Num lance desesperado, Fed imprime dinheiro para produzir inflação e, assim, afastar o risco de depressão econômica

DE TODAS as ações conhecidas para frear a marcha da crise econômica, parece não restar nenhuma ao Federal Reserve. O banco central dos EUA oficializou anteontem sua mais radical cartada na luta contra a depressão. Vai imprimir dinheiro, uma montanha de dinheiro.
Nos próximos seis meses, o Federal Reserve se propõe a comprar US$ 300 bilhões -montante equivalente ao PIB da África do Sul- em títulos de longo prazo do Tesouro americano. É como se um grande comprador isolado, num mercado constituído de agentes bem menores e pulverizados, tivesse cacife para adquirir 1/5 do que fosse ofertado no período. Seu poder de interferir no preço da mercadoria seria incontrastável.
É essa a intenção do Fed. Mas a mercadoria em questão -obrigações de dívida assumidas pelo governo- tem as suas peculiaridades. Quando a procura por esses títulos aumenta e eleva, naturalmente, os seus preços, os juros que pagam diminuem.
A intervenção maciça do banco central americano tem, portanto, o objetivo de diminuir o custo do dinheiro nos Estados Unidos. Configura um passo anômalo, pois a cartilha dos bancos centrais pregava, até então, que sua intervenção ficasse restrita aos juros de curtíssimo prazo.Todos os cartuchos do Fed nesta seara foram queimados, no entanto, quando baixou a zero a taxa análoga à nossa Selic.
Outro traço peculiar da operação do Fed diz respeito aos recursos que mobiliza para comprar a dívida do Tesouro. Enquanto cidadãos e empresas se valem do que deixaram de consumir (poupança) para adquirir esses ativos, o banco central os compra literalmente do nada -ou da sua capacidade, única, de emitir dinheiro vivo, de acelerar as prensas da Casa da Moeda.
Mas imprimir dinheiro nessa velocidade, diz a cartilha, redunda em inflação. O Fed espera que este aspecto da doutrina econômica não esteja superado, pois não é outra a sua intenção. Almeja, num golpe desesperado, alterar as expectativas de consumidores, aplicadores e empresários sobre o futuro, as quais convergiam para a percepção de que os Estados Unidos estão em face de uma recessão longa e progressiva -uma depressão, que sempre implica deflação.

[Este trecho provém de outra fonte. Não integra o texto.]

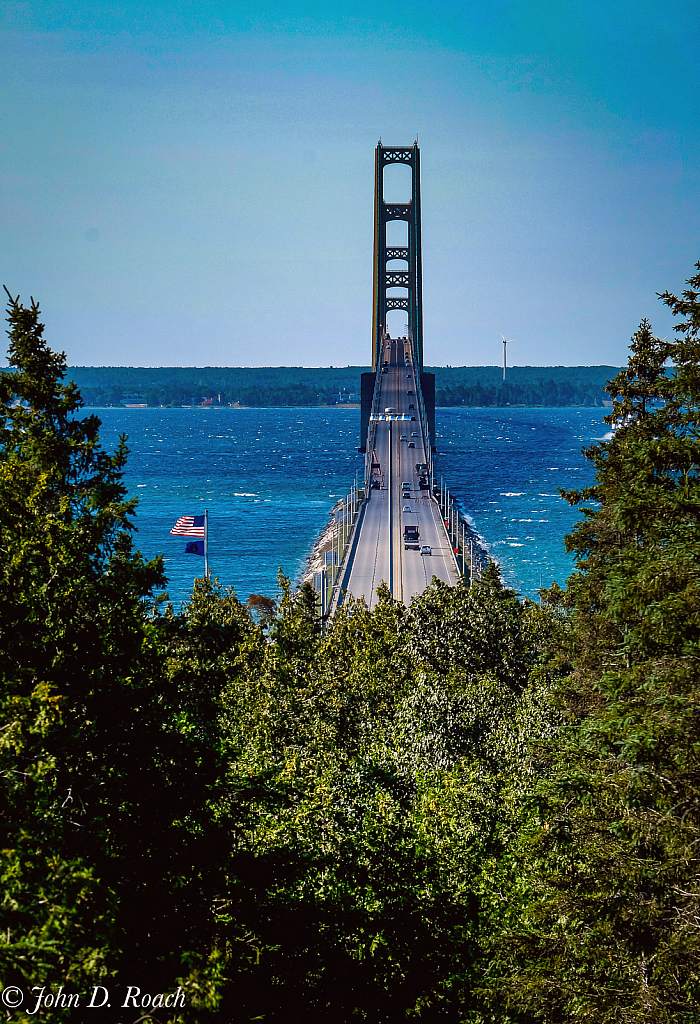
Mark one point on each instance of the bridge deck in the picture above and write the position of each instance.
(379, 553)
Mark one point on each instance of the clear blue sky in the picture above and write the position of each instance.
(191, 183)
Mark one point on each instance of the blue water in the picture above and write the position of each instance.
(269, 477)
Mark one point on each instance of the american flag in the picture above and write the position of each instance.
(188, 525)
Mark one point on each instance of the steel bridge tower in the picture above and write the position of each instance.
(410, 276)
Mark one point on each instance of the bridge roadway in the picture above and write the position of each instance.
(379, 552)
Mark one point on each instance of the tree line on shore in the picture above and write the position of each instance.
(477, 809)
(299, 386)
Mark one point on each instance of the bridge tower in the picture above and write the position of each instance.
(410, 276)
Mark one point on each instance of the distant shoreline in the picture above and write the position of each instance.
(299, 409)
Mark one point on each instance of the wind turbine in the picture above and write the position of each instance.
(505, 344)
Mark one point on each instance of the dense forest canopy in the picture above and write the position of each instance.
(290, 386)
(477, 809)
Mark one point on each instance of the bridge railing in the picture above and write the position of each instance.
(372, 430)
(469, 552)
(325, 582)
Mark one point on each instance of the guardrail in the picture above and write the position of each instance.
(470, 557)
(325, 582)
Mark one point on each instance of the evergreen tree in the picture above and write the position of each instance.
(610, 856)
(110, 755)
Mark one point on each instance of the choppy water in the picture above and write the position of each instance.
(269, 477)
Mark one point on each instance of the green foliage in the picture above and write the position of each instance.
(608, 927)
(474, 810)
(110, 750)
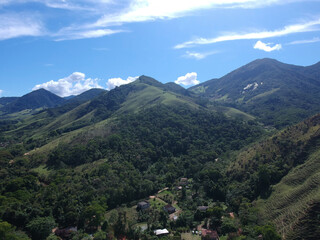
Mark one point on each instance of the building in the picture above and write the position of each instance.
(209, 235)
(202, 208)
(160, 232)
(143, 205)
(183, 181)
(169, 209)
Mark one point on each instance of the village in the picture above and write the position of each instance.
(174, 213)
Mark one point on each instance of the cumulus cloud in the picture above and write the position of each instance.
(116, 82)
(316, 39)
(18, 25)
(74, 84)
(188, 79)
(199, 56)
(103, 15)
(266, 46)
(72, 34)
(290, 29)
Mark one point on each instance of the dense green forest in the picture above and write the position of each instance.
(80, 169)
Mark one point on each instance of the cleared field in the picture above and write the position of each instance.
(291, 198)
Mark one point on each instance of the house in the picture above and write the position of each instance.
(169, 209)
(209, 235)
(183, 181)
(160, 232)
(143, 205)
(202, 208)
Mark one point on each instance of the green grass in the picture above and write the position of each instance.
(41, 170)
(131, 215)
(265, 94)
(291, 197)
(190, 236)
(235, 113)
(157, 203)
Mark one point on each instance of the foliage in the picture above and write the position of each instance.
(41, 227)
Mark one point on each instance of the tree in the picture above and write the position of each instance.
(268, 232)
(7, 232)
(41, 227)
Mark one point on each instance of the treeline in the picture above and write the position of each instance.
(146, 152)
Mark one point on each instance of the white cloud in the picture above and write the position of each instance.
(188, 79)
(316, 39)
(290, 29)
(105, 14)
(73, 34)
(198, 55)
(266, 46)
(74, 84)
(17, 25)
(148, 10)
(116, 82)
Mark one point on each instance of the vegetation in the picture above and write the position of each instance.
(81, 168)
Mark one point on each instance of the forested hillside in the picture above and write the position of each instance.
(82, 167)
(278, 94)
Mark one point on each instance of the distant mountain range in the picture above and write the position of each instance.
(65, 157)
(43, 99)
(278, 94)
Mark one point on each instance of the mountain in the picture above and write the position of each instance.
(87, 95)
(6, 100)
(284, 170)
(68, 168)
(278, 94)
(140, 95)
(87, 163)
(37, 99)
(75, 101)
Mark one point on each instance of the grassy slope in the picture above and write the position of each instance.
(148, 96)
(291, 198)
(288, 144)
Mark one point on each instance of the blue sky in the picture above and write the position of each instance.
(71, 46)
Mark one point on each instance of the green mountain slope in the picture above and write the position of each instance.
(139, 95)
(37, 99)
(284, 171)
(295, 200)
(279, 94)
(6, 100)
(135, 140)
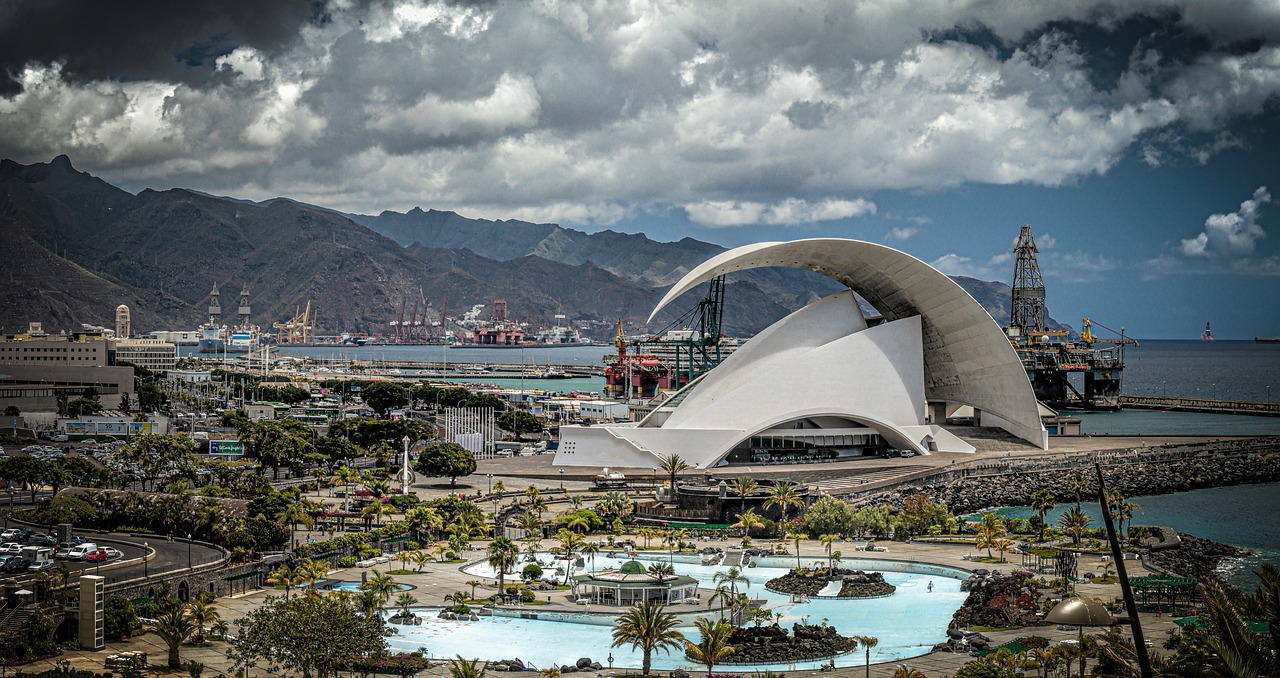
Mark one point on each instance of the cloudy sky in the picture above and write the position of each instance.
(1138, 137)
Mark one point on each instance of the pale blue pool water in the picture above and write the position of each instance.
(909, 623)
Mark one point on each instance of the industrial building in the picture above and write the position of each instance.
(823, 383)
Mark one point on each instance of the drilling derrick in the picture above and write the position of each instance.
(1048, 356)
(1028, 310)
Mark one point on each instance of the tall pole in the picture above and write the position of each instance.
(1129, 603)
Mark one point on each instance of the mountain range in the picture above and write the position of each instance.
(80, 247)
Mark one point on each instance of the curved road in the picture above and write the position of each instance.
(168, 557)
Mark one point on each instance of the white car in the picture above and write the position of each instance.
(78, 553)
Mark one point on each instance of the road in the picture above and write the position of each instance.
(168, 557)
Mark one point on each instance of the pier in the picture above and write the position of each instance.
(1201, 404)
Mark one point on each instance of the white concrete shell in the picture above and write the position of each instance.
(824, 367)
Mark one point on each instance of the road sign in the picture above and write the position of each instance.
(227, 447)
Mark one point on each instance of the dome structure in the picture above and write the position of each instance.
(822, 381)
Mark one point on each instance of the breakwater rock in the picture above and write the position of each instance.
(1133, 475)
(999, 600)
(809, 582)
(772, 644)
(1193, 557)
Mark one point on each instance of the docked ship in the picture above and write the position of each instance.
(218, 338)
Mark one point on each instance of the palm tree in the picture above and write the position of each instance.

A julgar pela reação inicial, a ação do Federal Reserve surtiu efeito. Os juros de longo prazo nos Estados Unidos baixaram de patamar; os preços das commodities aumentaram (com o barril de petróleo voltando ao nível de US$ 50); Bolsas subiram. O dólar aprofundou sua desvalorização no mundo -o que é fundamental para que a demanda fora dos Estados Unidos ajude a impulsionar a indústria americana, através de suas exportações.
Voltou-se a enxergar, ao menos por ora, uma perspectiva de inflação nos Estados Unidos, e não apenas no longo prazo. Os riscos de essa operação do Fed dar errado são consideráveis. Se, por exemplo, a inflação for acelerada demais, oriunda de uma crise de confiança no dólar, as finanças mundiais estarão à porta de um cataclismo.
Mas os EUA não têm opção. Precisam enfrentar um dragão por vez -e o monstro da depressão é o que hoje os assombra.